Yes, I tell myself but I am not sure if cricket can bring solace to those that are hurt. Cricket can uplift me because I have lost nobody. I played a game against Ashok Kamte, the brave officer of the Mumbai Police, and we laughed between deliveries. Can I go to his wife and say that Harbhajan bowling to Pietersen is our response to the man who killed her husband? That everyone is being brave, that the show must go on? Which show?
And so cricket can at best be an intoxicant, a mild drug that soothes you and lets you forget briefly. It brings a smile to your face to see a Tendulkar, a Dravid, a Dhoni, a Pietersen, a Flintoff; fine people doing what they know best. They are wonderful ambassadors of joy and may they long be that way but even as I visualise Harmison and Flintoff firing thunderbolts into Tendulkar’s ribs I cannot, and may not for a long time, get myself to use the word ‘brave’.
So let us put the imagery behind us, rein in our adjectives a bit, and watch cricket for what it is. And let us say thank you to England for coming back to our shores when they had every reason to be apprehensive, even scared. Maybe they still are but they are playing cricket on our land, as our guests and we must applaud them for that.
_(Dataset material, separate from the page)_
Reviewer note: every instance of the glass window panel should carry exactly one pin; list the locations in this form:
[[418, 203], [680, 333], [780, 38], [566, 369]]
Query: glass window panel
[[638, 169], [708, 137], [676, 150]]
They had a reason to pull out this time, unlike in 2001 when Robert Croft and Andrew Caddick got their geography mixed up and couldn’t find a map handy.
There is a perception that England are here because the cricket world needs India. That is true for without a strong India while the game will still survive, it will do so rather less affluently. It is much like the world needs the US markets to be healthy because the Americans have traditionally spent more than anyone else. A weak USA is bad for world markets as a weak India is bad for cricket. But don’t forget that the BCCI needs teams to come to India as much as visiting teams want to. If England had opted not to return, and other teams followed their example, Indian cricket might have found itself in a downward spiral as well. So you see this tour is as much about emotion as it is about cold commerce; a soufflé and a flaming pickle on the same table!
India’s, and by extension the world’s, current predicament shows how fragile our sport is. It needs fresh lands to play in, more teams to compete; it needs to find more pockets of wealth, more avenues for competition. There will never be more than half a dozen teams playing the game as we know it now and at the level we want it to be. It can no longer be the modern missionary of the game. People in the US, in Fiji, in Denmark and in Hong Kong cannot, will not, bow to the altar of Test Cricket like we do. T2
cricket must do that. In this brash young kid lies the future of our sport and, dare I say, the future of Test cricket. Cricket needs to be more nimble to protect its treasure, which is what test cricket really is.
But till we take the time we sometimes need to see what is standing opposite us, we must lumber along. Hopefully this will be a good series. It needs to be. England must play like cricketers not like the six hundred that rode into the valley of death; or like aid workers coming to fulfil an obligation. And India must show them all the gratitude they can off the field.
I hope the cricket is good. It cannot be a balm but we could do with the intoxicant.